Andrew Barnert abarnert at yahoo.com
Mon Nov 30 23:37:17 EST 2015


On Nov 30, 2015, at 19:21, Kevin Modzelewski via Python-ideas <python-ideas at python.org> wrote:
> 
> Class scopes definitely feel like a good match -- they are a way of saying "evaluate all of these expression, pass the resulting locals to a custom function, and bind the result of that function to the classname".  Usually the function is type(), which constructs a new class, but by setting a custom metaclass we can avoid creating a class just to wrap the scope:

Is there really a harm in creating a class?

A property is a type, and the obvious way to simulate it in Python rather than C (as shown by the sample code in the HOWTO) is with a class statement.

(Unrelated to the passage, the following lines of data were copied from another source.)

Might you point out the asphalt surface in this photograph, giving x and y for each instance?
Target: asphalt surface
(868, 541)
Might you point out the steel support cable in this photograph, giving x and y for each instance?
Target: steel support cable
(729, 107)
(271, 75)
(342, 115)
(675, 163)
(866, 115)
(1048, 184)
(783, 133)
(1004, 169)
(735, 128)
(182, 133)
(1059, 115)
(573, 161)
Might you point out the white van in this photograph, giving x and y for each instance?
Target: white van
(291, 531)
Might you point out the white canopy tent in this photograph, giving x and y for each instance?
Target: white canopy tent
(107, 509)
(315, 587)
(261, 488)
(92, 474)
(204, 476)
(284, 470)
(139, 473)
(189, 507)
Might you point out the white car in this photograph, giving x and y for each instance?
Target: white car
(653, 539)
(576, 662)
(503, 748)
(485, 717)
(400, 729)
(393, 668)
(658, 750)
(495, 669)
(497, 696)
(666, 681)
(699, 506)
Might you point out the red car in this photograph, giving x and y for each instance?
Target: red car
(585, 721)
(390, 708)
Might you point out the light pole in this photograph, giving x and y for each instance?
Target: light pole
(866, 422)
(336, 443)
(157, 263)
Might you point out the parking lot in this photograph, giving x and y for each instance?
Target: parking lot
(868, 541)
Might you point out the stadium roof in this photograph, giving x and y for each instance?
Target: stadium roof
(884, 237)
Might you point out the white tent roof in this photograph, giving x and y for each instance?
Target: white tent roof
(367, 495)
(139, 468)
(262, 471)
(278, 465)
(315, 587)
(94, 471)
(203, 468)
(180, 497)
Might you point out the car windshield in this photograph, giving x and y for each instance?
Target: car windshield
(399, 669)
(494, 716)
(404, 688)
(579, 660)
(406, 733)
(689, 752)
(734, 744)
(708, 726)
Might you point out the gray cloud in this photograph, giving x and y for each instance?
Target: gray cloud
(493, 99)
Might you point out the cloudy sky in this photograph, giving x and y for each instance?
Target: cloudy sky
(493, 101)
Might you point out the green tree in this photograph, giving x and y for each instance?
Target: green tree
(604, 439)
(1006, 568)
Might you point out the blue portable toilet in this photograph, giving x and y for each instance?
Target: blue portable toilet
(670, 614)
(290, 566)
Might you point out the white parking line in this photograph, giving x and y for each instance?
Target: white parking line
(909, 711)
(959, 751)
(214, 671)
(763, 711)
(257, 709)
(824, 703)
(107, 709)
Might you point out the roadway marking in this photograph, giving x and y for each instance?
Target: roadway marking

Besides, if you're creating many thousands of properties in a loop, the time and space cost of property creation is probably the least of your worries.

Again, maybe that isn't true for other types of decorators this feature might be useful for, but without having any examples to think about, it's hard to guess...

> class PropertyMetaclass(type):
>     def __new__(cls, name, bases, attrs):
>         return property(attrs.get('get'), attrs.get('set'), attrs.get('del'), attrs.get('__doc__'))

I still don't get the benefit of having a metaclass or constructor function or wrapper function or anything else, instead of just making property take a class instead of four functions. The latter is significantly nicer on the user side, and only a tiny bit more verbose in the implementation of property, and easier to understand. Unless there are other decorators where they wouldn't be true, or so many potentially useful one-shot decorators that defining them all a little more succinctly is worth the cost, why add the extra layer?